Level of achievement
With the OECD's Programme for International Student Assessment ranking Irish teenagers 16th out of 30 member countries in mathematics ability, industry leaders have issued stern warnings about the future of Ireland's knowledge economy should mathematics continue to languish at secondary level.  With the backing of business and industry groups, former minister for education Mary Hanafin supported a proposal to give candidates bonus CAO points for higher-level maths, with the goal of encouraging more candidates to take the higher-level course. Hanafin's successor Batt O'Keeffe replaced that proposal with "Project Maths," an initiative that aims to improve standards in schools, and increase participation in the higher-level course to at least 30 percent, by making mathematics more user-friendly and more focused on practical applications. From 2012, a passing grade in higher level mathematics is awarded 25 bonus points. However, research has suggested that weaknesses in secondary-level mathematics can be traced to lack of support at the primary school level.

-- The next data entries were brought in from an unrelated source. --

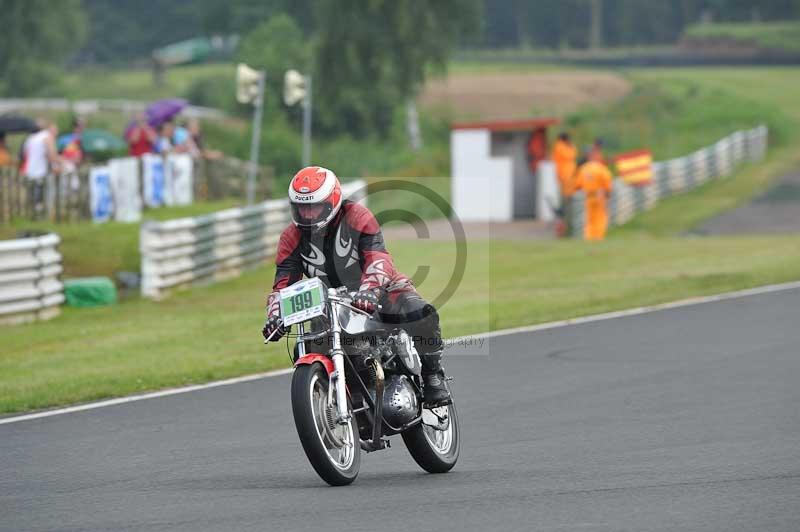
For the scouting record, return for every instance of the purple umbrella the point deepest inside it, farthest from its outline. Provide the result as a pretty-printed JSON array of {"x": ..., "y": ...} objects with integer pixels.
[{"x": 159, "y": 112}]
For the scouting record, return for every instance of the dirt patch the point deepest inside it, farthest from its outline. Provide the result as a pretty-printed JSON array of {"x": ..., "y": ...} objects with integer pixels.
[{"x": 515, "y": 95}]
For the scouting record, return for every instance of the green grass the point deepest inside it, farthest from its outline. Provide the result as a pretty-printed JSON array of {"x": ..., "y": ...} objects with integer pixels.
[
  {"x": 771, "y": 92},
  {"x": 674, "y": 117},
  {"x": 212, "y": 332},
  {"x": 784, "y": 36},
  {"x": 102, "y": 249}
]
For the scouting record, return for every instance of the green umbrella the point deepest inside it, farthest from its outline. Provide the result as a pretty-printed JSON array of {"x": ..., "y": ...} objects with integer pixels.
[{"x": 96, "y": 140}]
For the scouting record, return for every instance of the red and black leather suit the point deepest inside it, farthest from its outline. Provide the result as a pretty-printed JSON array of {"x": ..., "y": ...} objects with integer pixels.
[{"x": 351, "y": 252}]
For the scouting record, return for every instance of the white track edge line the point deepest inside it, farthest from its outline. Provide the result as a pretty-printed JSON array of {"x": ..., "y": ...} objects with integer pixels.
[
  {"x": 141, "y": 397},
  {"x": 699, "y": 300},
  {"x": 504, "y": 332}
]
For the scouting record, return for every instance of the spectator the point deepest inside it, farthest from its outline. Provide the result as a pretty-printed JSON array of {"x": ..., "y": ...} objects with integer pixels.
[
  {"x": 40, "y": 159},
  {"x": 166, "y": 132},
  {"x": 183, "y": 141},
  {"x": 5, "y": 155},
  {"x": 197, "y": 137},
  {"x": 595, "y": 179},
  {"x": 73, "y": 148},
  {"x": 141, "y": 137}
]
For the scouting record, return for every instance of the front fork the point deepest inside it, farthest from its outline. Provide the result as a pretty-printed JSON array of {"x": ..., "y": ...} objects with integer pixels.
[{"x": 337, "y": 377}]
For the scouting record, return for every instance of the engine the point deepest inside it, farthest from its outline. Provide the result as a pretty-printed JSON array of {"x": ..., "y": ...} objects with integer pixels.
[{"x": 399, "y": 400}]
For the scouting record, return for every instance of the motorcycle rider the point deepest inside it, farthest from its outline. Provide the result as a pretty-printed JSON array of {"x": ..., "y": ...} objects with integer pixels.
[{"x": 341, "y": 242}]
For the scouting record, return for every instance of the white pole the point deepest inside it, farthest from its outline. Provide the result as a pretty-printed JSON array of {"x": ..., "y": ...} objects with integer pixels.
[
  {"x": 307, "y": 123},
  {"x": 255, "y": 141}
]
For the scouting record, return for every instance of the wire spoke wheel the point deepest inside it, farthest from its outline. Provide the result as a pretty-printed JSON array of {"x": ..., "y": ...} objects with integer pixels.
[
  {"x": 440, "y": 440},
  {"x": 435, "y": 444},
  {"x": 332, "y": 448},
  {"x": 338, "y": 439}
]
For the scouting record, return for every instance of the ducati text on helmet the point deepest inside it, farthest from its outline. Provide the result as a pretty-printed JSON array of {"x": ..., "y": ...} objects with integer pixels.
[{"x": 315, "y": 197}]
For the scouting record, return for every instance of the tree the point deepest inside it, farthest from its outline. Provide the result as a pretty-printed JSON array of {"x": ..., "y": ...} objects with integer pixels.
[
  {"x": 275, "y": 45},
  {"x": 38, "y": 36},
  {"x": 371, "y": 57}
]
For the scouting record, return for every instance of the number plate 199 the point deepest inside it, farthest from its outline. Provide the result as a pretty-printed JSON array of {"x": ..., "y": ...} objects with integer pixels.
[{"x": 302, "y": 301}]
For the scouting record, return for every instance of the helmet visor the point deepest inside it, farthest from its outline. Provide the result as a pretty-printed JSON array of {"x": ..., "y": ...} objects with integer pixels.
[{"x": 310, "y": 214}]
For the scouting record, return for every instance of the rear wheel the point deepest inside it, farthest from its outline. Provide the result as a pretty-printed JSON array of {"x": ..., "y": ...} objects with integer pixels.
[
  {"x": 435, "y": 448},
  {"x": 332, "y": 448}
]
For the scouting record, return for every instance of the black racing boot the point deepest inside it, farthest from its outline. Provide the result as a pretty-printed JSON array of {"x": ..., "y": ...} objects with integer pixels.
[{"x": 434, "y": 388}]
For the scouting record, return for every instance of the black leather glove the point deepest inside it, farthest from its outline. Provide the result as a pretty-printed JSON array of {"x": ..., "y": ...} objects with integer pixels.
[
  {"x": 367, "y": 300},
  {"x": 274, "y": 323}
]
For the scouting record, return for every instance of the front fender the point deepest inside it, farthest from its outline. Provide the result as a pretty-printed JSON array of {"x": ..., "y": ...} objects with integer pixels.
[{"x": 310, "y": 358}]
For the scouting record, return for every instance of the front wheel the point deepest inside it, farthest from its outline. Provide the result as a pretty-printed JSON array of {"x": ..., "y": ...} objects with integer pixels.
[
  {"x": 332, "y": 448},
  {"x": 435, "y": 449}
]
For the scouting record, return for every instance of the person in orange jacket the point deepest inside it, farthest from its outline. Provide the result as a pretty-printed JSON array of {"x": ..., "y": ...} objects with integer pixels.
[
  {"x": 595, "y": 179},
  {"x": 564, "y": 156}
]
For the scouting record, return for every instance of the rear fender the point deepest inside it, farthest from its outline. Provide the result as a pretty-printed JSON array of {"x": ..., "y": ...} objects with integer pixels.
[{"x": 310, "y": 358}]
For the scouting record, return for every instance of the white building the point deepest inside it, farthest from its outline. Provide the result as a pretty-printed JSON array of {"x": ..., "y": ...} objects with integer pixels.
[{"x": 499, "y": 171}]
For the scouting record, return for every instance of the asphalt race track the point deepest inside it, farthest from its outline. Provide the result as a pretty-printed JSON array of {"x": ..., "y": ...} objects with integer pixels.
[{"x": 683, "y": 419}]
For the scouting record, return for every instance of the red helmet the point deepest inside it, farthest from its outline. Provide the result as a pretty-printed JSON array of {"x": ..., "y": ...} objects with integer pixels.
[{"x": 315, "y": 196}]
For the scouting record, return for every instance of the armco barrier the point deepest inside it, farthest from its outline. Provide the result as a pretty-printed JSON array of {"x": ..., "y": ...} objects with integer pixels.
[
  {"x": 29, "y": 285},
  {"x": 217, "y": 246},
  {"x": 677, "y": 176}
]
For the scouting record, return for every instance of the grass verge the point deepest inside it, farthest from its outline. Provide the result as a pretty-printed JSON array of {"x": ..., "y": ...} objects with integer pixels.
[
  {"x": 212, "y": 332},
  {"x": 102, "y": 249}
]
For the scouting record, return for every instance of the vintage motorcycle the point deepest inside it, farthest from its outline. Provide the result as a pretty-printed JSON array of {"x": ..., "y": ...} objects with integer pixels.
[{"x": 360, "y": 384}]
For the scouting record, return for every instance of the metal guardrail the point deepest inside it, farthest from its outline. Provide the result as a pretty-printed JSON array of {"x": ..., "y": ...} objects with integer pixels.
[
  {"x": 209, "y": 248},
  {"x": 676, "y": 176},
  {"x": 29, "y": 286}
]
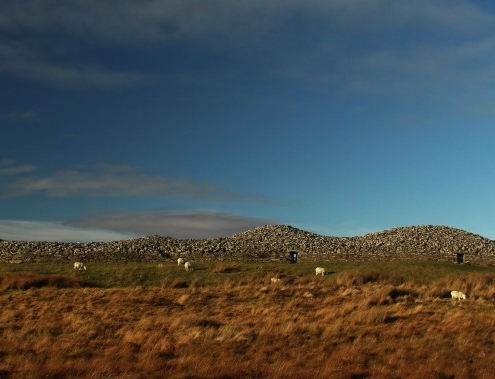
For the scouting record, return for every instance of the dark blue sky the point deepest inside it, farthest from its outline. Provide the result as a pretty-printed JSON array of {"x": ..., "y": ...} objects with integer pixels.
[{"x": 206, "y": 118}]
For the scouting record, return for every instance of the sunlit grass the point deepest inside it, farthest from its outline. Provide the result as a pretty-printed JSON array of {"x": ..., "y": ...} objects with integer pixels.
[{"x": 228, "y": 320}]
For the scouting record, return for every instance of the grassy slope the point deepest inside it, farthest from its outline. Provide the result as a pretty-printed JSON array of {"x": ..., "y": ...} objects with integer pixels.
[{"x": 391, "y": 320}]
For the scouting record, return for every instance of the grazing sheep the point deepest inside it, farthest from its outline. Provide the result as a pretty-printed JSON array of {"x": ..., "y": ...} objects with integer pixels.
[
  {"x": 79, "y": 266},
  {"x": 458, "y": 295},
  {"x": 320, "y": 271},
  {"x": 189, "y": 266}
]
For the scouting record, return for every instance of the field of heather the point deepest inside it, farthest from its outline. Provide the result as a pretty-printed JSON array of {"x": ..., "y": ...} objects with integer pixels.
[{"x": 362, "y": 320}]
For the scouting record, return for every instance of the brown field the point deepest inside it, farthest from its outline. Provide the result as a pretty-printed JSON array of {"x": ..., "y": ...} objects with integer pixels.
[{"x": 352, "y": 324}]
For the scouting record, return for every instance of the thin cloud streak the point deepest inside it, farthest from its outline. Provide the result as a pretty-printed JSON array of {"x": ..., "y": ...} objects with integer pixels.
[
  {"x": 183, "y": 225},
  {"x": 115, "y": 181}
]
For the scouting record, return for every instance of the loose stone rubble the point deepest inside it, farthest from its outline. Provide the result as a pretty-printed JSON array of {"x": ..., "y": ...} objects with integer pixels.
[{"x": 267, "y": 243}]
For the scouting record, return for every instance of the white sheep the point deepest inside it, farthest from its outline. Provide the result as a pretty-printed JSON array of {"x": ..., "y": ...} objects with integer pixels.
[
  {"x": 458, "y": 295},
  {"x": 79, "y": 266},
  {"x": 320, "y": 271},
  {"x": 189, "y": 266}
]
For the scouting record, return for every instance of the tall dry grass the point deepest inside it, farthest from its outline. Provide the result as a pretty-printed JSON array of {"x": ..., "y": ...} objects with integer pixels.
[{"x": 356, "y": 326}]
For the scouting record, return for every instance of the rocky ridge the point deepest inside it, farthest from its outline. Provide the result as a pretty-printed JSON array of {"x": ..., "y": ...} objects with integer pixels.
[{"x": 267, "y": 243}]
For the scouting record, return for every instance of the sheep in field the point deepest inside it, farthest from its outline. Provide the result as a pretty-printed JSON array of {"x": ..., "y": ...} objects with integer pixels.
[
  {"x": 189, "y": 266},
  {"x": 79, "y": 266},
  {"x": 458, "y": 295},
  {"x": 320, "y": 271}
]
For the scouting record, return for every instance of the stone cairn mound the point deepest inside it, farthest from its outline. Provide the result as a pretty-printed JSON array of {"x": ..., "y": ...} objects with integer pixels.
[{"x": 267, "y": 243}]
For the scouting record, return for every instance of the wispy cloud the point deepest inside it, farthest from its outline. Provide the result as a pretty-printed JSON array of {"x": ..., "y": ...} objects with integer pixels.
[
  {"x": 18, "y": 230},
  {"x": 195, "y": 224},
  {"x": 115, "y": 181}
]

Third-level institutions such as NUI Galway, NUI Maynooth, and the Sligo Institute of Technology have now instituted internal examinations that give students who did not make the grade in Leaving Certificate mathematics another chance to gain entry to courses with prerequisites in the subject. At the Galway-Mayo Institute of Technology, students without the requisite grades in Leaving Certificate mathematics can gain entry to courses other than engineering, medical science, and nursing by completing an intensive three-week mathematics course over the summer.